Fast forward a little more than a year, to January 8, 2011.  In Tucson, Arizona, a 22 year-old man named Jared Lee Loughner opened fire at a political event, gravely wounding Rep. Gabrielle Giffords, killing a federal judge and five others, and wounding 18.  In the hours after the attack, little was known about Loughner beyond some bizarre and largely incomprehensible YouTube postings that, if anything, suggested he was mentally ill.  Yet the network that had shown such caution in discussing the Ft. Hood shootings openly discussed the possibility that Loughner was inspired to violence by…Sarah Palin.  Although there is no evidence that Loughner was in any way influenced by Palin, CNN was filled with speculation about the former Alaska governor.
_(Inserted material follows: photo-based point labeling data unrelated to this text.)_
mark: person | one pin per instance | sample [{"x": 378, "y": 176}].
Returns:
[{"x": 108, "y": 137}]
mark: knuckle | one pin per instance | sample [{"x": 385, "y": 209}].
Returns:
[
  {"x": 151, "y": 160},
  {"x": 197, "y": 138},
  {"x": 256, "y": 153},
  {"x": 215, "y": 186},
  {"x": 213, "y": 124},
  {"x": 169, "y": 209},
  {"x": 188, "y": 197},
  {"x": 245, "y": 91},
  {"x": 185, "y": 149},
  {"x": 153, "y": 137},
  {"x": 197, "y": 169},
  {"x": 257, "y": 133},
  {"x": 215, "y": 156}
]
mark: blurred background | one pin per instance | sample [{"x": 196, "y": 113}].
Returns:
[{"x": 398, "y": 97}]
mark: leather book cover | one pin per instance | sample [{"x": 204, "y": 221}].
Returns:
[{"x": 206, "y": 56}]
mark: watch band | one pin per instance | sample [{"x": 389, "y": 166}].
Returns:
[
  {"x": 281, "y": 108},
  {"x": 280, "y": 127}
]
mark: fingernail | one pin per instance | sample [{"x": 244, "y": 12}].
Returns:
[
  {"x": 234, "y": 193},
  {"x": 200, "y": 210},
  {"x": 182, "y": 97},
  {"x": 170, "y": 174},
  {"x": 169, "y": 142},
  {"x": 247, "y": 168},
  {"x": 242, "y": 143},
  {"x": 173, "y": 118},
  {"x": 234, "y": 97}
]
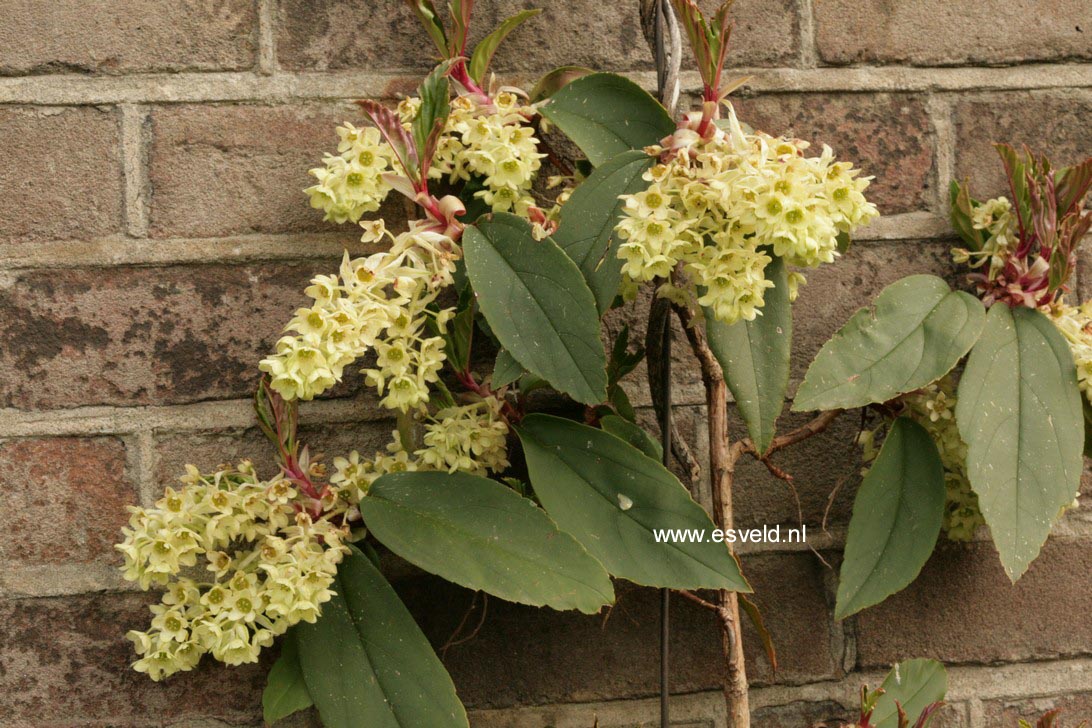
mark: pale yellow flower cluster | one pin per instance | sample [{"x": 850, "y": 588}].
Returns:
[
  {"x": 722, "y": 205},
  {"x": 377, "y": 302},
  {"x": 934, "y": 408},
  {"x": 1075, "y": 322},
  {"x": 266, "y": 565},
  {"x": 351, "y": 182},
  {"x": 354, "y": 475},
  {"x": 996, "y": 219},
  {"x": 494, "y": 144},
  {"x": 469, "y": 439}
]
After reporting that Pima County Sheriff Clarence Dupnik had condemned what Dupnik called “the vitriol that comes out of certain mouths about tearing down the government,” CNN’s Wolf Blitzer turned to congressional reporter Jessica Yellin for analysis.  The sheriff “singled out some of the political rhetoric, as you point out, in creating the environment that allowed this kind of instance to happen,” Yellin told Blitzer.  “Even though, as you point out, this suspect is not cooperating with investigators, so we don’t know the motive.  President Obama also delivered that message, saying it’s partly the political rhetoric that led to this.”


Glenn Reynolds went farther (and I have to confess I agree with his assessment):



There’s a climate of hate out there, all right, but it doesn’t derive from the innocuous use of political clichés. And former Gov. Palin and the tea party movement are more the targets than the source.


As another piece in the Wall Street Journal observes Jared Lee Loughher, who is being held for the shooting, is a mentally disturbed man who “joins Sirhan Sirhan, John Hinckley Jr. and many others whose derangement led them to horrible acts of violence.” Still, I have to confess that when I heard the news, I had a knee jerk reaction: Please, don’t let there be anything in the shooter’s history that gives any reason to tie him to the Tea Party. But of course there didn’t have to be anything. Those who would seize upon the tragedy to shut down discourse didn’t need evidence. But you know what? More and more people are catching onto this tactic. There are too many of us who know that we are sympathetic to,  say, the Tea Party and that we are not at all like the media portrays us. We’re not falling for it anymore. 


I am every bit as sad about the Tucson shootings as my Georgetown friend. But I know whom to blame: the shooter. But if there were a terrible earthquake in China, my friend could probably find a way to blame Sarah Palin.